2. One-to-One Joins
A one-to-one join allows data from two different
sequences related to each other by a common key value to be accessible
in the select projection of a query. One-to-one joins are very
commonplace in relational database systems, where the central theme is
separating data into multiple tables related by parent and child key
relationships. This process is called normalization.
Although LINQ to Objects supports most of the common join types
available in a relational database, it is not always the most efficient
way to work with large volumes of data.
Note
A relational database will out-perform LINQ to
Objects in cases where data volume is large. The join features across
object collections should be used for local fine-tuning of data
retrieved from a database, not in place of that database engine.

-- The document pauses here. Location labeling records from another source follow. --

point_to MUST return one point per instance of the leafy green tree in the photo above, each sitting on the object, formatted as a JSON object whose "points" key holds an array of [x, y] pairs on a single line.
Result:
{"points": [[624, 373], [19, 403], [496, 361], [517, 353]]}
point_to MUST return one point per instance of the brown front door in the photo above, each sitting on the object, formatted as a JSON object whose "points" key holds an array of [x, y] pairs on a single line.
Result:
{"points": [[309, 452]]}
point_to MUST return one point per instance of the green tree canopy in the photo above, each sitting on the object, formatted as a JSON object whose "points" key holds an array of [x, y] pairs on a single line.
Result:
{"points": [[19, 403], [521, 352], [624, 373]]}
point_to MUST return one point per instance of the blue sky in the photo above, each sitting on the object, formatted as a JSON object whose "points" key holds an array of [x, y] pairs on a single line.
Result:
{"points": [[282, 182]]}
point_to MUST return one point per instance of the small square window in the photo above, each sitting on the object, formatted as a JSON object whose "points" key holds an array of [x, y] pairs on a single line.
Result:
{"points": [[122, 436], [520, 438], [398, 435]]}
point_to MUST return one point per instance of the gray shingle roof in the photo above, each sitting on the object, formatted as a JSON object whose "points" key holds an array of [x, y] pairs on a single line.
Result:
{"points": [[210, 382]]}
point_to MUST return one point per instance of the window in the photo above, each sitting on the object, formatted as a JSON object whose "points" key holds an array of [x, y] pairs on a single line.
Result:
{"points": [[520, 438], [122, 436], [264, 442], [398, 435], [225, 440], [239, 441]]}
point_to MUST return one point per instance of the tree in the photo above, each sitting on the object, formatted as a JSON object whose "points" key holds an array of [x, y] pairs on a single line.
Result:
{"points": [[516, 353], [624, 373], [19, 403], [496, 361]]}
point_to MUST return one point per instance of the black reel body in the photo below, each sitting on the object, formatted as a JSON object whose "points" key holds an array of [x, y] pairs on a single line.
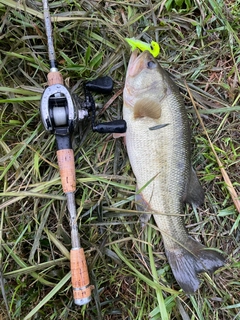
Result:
{"points": [[61, 112]]}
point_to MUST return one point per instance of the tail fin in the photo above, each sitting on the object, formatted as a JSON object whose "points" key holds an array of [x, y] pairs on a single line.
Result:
{"points": [[189, 260]]}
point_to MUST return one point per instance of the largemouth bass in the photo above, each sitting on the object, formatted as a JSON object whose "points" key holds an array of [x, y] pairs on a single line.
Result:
{"points": [[158, 146]]}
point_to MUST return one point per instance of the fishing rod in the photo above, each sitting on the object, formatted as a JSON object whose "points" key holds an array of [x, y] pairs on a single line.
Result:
{"points": [[60, 115]]}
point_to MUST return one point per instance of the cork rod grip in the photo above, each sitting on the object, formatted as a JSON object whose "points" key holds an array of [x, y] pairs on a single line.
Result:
{"points": [[80, 278], [67, 169]]}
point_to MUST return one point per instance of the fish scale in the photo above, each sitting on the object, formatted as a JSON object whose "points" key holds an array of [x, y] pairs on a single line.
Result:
{"points": [[161, 163]]}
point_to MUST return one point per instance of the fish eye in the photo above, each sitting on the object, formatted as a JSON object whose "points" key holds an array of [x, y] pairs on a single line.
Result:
{"points": [[151, 64]]}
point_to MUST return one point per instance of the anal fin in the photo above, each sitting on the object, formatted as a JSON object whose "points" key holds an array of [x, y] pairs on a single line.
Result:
{"points": [[191, 259]]}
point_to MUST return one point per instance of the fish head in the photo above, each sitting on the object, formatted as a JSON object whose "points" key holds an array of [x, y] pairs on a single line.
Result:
{"points": [[144, 78]]}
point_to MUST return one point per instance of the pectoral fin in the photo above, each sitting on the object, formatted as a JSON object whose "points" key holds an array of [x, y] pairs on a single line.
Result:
{"points": [[194, 193], [142, 205], [147, 108]]}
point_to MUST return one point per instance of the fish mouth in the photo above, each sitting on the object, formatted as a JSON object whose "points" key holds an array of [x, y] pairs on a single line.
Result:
{"points": [[138, 62]]}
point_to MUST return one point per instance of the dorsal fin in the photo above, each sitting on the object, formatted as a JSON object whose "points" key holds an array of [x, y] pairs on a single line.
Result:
{"points": [[147, 108]]}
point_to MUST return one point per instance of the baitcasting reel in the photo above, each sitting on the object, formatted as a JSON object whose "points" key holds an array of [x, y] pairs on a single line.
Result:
{"points": [[61, 114]]}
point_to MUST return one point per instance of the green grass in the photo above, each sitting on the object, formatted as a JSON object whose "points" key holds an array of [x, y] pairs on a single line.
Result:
{"points": [[200, 48]]}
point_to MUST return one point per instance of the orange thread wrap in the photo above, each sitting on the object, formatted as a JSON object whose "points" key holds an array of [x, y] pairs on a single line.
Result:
{"points": [[55, 78], [79, 272], [67, 169]]}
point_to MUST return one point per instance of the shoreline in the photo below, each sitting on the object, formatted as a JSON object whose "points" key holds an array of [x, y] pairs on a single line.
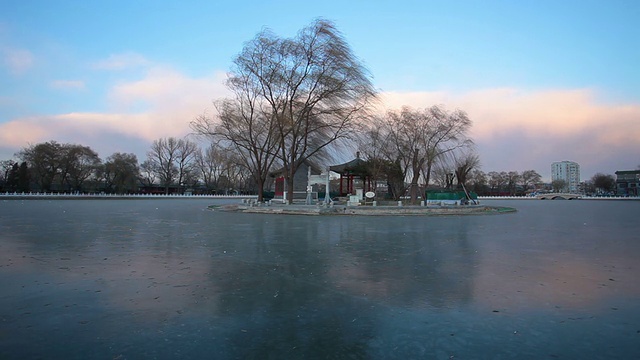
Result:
{"points": [[341, 210]]}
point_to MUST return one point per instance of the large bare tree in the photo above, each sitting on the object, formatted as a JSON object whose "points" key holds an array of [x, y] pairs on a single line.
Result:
{"points": [[417, 138], [246, 125], [312, 89], [162, 158]]}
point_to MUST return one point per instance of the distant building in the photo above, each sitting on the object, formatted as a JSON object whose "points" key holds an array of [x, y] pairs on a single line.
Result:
{"points": [[627, 182], [568, 171]]}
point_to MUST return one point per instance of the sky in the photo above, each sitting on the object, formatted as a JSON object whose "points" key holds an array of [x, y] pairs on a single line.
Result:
{"points": [[541, 80]]}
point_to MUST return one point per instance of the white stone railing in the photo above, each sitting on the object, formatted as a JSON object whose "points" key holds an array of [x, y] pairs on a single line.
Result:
{"points": [[582, 197], [107, 196]]}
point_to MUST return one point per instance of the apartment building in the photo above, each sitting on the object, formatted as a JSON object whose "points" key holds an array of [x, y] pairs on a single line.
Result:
{"points": [[568, 171]]}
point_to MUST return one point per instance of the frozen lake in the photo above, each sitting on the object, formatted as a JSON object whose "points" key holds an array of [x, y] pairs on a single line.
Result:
{"points": [[168, 279]]}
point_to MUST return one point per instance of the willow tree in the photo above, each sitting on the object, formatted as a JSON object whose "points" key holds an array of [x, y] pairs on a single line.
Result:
{"points": [[311, 88], [417, 138]]}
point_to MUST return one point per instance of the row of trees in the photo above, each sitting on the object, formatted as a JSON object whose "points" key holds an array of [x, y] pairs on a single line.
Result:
{"points": [[172, 164], [294, 99], [301, 98]]}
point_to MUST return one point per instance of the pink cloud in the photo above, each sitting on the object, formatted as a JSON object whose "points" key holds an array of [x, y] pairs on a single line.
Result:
{"points": [[68, 84], [18, 60], [171, 101], [521, 130], [122, 61]]}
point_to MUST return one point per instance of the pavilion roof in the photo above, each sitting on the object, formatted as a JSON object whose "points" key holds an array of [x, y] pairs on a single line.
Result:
{"points": [[356, 167]]}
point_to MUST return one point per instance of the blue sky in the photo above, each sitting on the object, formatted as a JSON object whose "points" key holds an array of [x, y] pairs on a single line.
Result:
{"points": [[543, 81]]}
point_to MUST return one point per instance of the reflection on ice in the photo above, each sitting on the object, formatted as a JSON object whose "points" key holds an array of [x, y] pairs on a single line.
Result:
{"points": [[167, 279]]}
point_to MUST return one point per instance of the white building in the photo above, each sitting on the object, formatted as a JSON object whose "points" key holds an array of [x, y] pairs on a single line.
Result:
{"points": [[568, 171]]}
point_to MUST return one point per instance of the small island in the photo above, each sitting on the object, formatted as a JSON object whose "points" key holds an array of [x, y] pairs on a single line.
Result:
{"points": [[380, 210]]}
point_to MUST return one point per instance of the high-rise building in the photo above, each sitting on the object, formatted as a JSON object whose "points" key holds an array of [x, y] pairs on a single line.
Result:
{"points": [[568, 171]]}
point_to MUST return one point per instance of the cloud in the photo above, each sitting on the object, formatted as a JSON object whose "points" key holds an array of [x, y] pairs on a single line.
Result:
{"points": [[162, 104], [68, 84], [513, 129], [17, 61], [122, 61], [520, 130]]}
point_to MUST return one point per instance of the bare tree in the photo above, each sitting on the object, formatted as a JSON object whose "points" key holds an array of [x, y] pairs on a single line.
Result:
{"points": [[244, 123], [44, 160], [162, 157], [603, 183], [147, 173], [314, 87], [80, 164], [559, 185], [464, 164], [209, 165], [419, 138], [121, 172], [185, 159]]}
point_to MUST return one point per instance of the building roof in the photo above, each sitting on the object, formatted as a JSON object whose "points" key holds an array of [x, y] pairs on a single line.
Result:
{"points": [[356, 167]]}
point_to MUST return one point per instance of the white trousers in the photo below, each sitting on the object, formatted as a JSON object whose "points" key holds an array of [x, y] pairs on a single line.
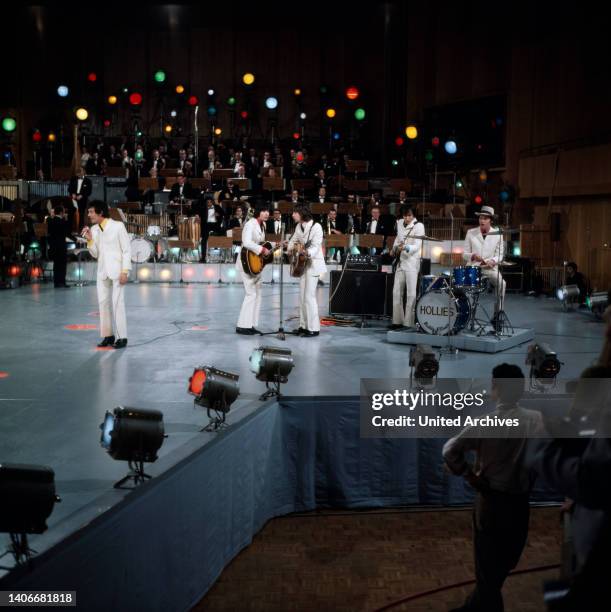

There are a number of ways to achieve one-to-one joins using LINQ, which include
Using the join (or Join) operator
Using a subquery in the select projection
Using the SingleOrDefault operator in the select projection
Using a cross join with a where filter
Each technique for one-to-one joining is covered in
detail in this section, including the relative performance of each .
Table 1. One-to-One Join Techniques and Their Performance Comparisons
Technique | Many Record Performance | Single Record Performance | Comments |
---|
Using the join (or Join) operator | Best | Worst | Use the join
syntax whenever you are working with five or more outer element
records. Builds a lookup on the inner keys first, avoiding repetitive
looping in subsequent outer iterations.
|
Using a subquery in the select projection | Good | Good | Use the SingleOrDefault syntax rather than a subquery. There is no benefit to using a subquery.
|
Using the SingleOrDefault operator in the select projection | Good | Best | Use SingleOrDefault syntax whenever you are working with a single (or minimal number of) outer records.
|
Using a cross join with a where filter | Worst | Good | Only
use when a cross join is actually needed. Never use when there are many
records—will result in very poor performance. |
To add clarity it is necessary to depart from our
running example data and use a very simple set of sample data to allow
you to focus on the mechanics of the join syntax. The key field in this case is a string type, but
any type can be used (integer values for instance if you retrieved data
from primary keys in a database table).
Table 2. Sample Data Used for Demonstrating Joining Multiple Data Sources
Customers | Orders |
---|
Key | Name | Key | Order Number |
---|
GOT1 | Gottshall | GOT1 | Order 1 |
VAL1 | Valdes | GOT1 | Order 2 |
GAU1 | Gauwain | DEA1 | Order 3 |
DEA1 | Deane | DEA1 | Order 4 |
ZEE1 | Zeeman | ZEE1 | Order 5 |
2.1 The join (or Join) Operator
The simplest join of this type is built using the join operator in the query expression syntax, or the Join operator in extension method syntax. The query expression syntax for a join takes the following general form:
from [outer sequence
join [inner sequence] on
[outer key selector] equals [inner key selector]
select [result selector]
To understand the behavior of this operator, the following code shows a basic example of linking two arrays of strings:
string[] outer = new string[] { "a", "b", "c", "d" };
string[] inner = new string[] { "b", "c", "d", "e" };
var q = from s1 in outer
join s2 in inner on s1 equals s2
select string.Format(
"Outer: {0} Inner: {1}", s1, s2);
foreach (string s in q)
Console.WriteLine(s);
The output of this code is
Outer: b Inner: b
Outer: c Inner: c
Outer: d Inner: d
Notice that any outer element with a matching inner
element is included in the result sequence, and the select projection
has access to both strings in this case (s1 and s2).
Also notice that any elements where the key values didn’t match are
skipped. This is called an inner join by relational database
dictionaries, and you can simply think of it in these terms: Any record
without a matching key value (a null key value for instance) is skipped.
To demonstrate how to use the join syntax over the data shown in Table 2, Listing 2 shows how to achieve an inner join from an order(s) to access all the customer data (in this case to retrieve the LastName property in the Select projection). The output from this code is shown in Output 2.
Listing 2. Simple join example between two collections—see Output 2. Notice there are no entries for Valdes or Gauwain.
var customers = Customer.SampleData(); var orders = Order.SampleData();
var q1 = from o in orders join c in customers on o.CustomerID equals c.CustomerID select new { o.OrderNumber, c.LastName };
foreach (var order in q1) Console.WriteLine( "Customer: {0} Order Number: {1}", order.LastName.PadRight(9, ' '), order.OrderNumber);
|
Output 2.
Customer: Gottshall Order Number: Order 1
Customer: Gottshall Order Number: Order 2
Customer: Deane Order Number: Order 3
Customer: Deane Order Number: Order 4
Customer: Zeeman Order Number: Order 5